Hypomania can, however, involve negative aspects (including irritability) and may increase the possibility of harm resulting from risk-taking behavior. It can also coincide with depressive symptoms.

While not everyone who experiences hypomanic symptoms has a mood disorder, their presence is important to any broader consideration of a person’s mental health history. A hypomanic episode is key to the psychiatric definition of bipolar disorder type II, which also involves major depression, and is associated with a high risk for suicide.

Can someone with hypomania be fully functional?

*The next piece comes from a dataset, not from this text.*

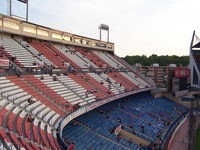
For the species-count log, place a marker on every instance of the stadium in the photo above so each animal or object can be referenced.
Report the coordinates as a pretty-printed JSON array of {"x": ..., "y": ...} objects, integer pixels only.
[{"x": 63, "y": 91}]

Hypomania can be positive when the symptoms coalesce to produce an extremely goal-oriented and focused individual. Functional people in a hypomanic state are able to keep their goals rational and concise, and they can plan around them accordingly. Freud believed, for instance, that people are fully functional when they retain the ability to do three things: work, play, and love. Hypomania becomes a problem, however, if risky behaviors emerge or if the episode progresses into mania or depression.

How can people with bipolar disorder control hypomania?

Some people with bipolar develop the ability to understand and control hypomania, preventing it from becoming a manic episode. Those who control hypomania explain that they rely on a few key strategies: learning how to assess their state via intensity, awareness, functionality, and comfort, recognizing their state and separating their feelings from their reactions, and taking an inventory of behaviors that adversely affect others.